The "During:" Finally, Relaxing in Rovinj
Updated: Jan 25
As they say, "save the best for last."
Since I was a child, I was always a ferocious reader. I read books in the car, at the dinner table and now even as an adult rarely leave the house without a book in my bag, because in the day's pre-pandemic while commuting in Northern Virginia, you just never knew when you might come to a complete standstill in traffic for undetermined amounts of time.
Experiencing yet another bit of writer's block with this blog over the last few weeks, I started a new book this morning, Tales of a Female Nomad, a book I'd picked up last October on a much needed trip to my favorite used bookstore following my post-Croatia quarantine. While I'm only a mere 60 pages in, it was the inspiration I needed to continue telling my stories from my time in Croatia.
In all my years of traveling there have been a few places I've instantly felt this overwhelming sense that I knew I'd revisit time and time again from the moment I arrived. If you've followed my blog for a while, you'll know New Zealand and Australia have long been at the top of that list, as I often feel giddy with excitement each time I arrive and the longing of wondering when I'll return as I leave each trip down under. Perhaps, it was partly the ties to the friends I've come to call as extended family there, or perhaps it is just the feeling of being somewhere familiar that I'd grown to love and one that made me feel welcomed and at home from the very first visit.
September 19th-27th, 2020
When I arrived in Rovinj, I got that same feeling. One that I knew almost instantly it was going to be a place I'd love and that I'd be grateful to spend the remaining seven (which later became eight) days of my trip.
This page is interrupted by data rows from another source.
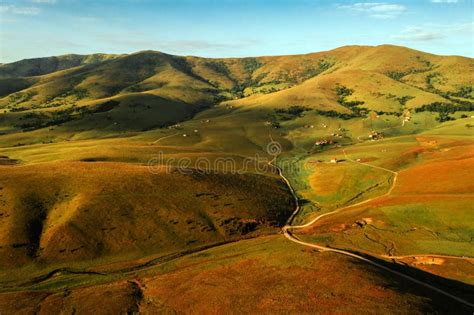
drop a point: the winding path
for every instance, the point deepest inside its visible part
(287, 231)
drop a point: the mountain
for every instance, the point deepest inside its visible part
(108, 89)
(310, 183)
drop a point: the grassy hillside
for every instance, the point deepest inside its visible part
(353, 80)
(115, 181)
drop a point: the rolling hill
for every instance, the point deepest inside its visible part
(147, 179)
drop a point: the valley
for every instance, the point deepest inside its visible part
(149, 179)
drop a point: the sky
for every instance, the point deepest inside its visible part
(230, 28)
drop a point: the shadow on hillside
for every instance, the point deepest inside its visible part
(437, 302)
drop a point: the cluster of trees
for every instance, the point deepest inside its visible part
(464, 92)
(310, 72)
(444, 109)
(440, 107)
(251, 65)
(342, 92)
(295, 110)
(218, 66)
(333, 113)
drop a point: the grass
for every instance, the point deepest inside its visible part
(84, 189)
(249, 275)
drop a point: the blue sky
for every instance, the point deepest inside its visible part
(227, 28)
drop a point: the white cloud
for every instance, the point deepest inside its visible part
(430, 32)
(379, 10)
(418, 34)
(5, 9)
(444, 1)
(44, 1)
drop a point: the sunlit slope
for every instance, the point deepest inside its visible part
(383, 78)
(267, 275)
(68, 211)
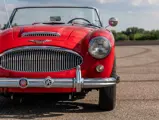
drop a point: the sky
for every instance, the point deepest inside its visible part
(130, 13)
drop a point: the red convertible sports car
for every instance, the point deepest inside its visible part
(58, 50)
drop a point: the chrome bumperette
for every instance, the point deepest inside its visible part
(78, 82)
(40, 34)
(40, 59)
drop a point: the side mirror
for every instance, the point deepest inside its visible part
(113, 22)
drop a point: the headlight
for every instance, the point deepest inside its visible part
(99, 47)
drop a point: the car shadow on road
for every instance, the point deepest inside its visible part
(43, 108)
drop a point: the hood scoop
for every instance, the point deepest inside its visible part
(40, 34)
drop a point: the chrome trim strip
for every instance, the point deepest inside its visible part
(79, 83)
(26, 34)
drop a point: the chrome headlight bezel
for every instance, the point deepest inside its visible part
(106, 45)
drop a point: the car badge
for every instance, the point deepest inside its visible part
(40, 41)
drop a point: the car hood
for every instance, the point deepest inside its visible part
(69, 37)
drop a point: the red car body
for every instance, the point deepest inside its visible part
(72, 37)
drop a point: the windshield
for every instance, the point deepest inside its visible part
(31, 15)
While I'd loved every part of Croatia I'd visited thus far, there was a comfort in wandering the winding cobblestone streets of Rovinj and overlooking the picturesque harbor full of boats that I hadn't quite found in my other stops. Perhaps, it was because my time in Rovinj was in large part what drove me to make this trip work and I had succeeded in getting there with no major bumps along the way.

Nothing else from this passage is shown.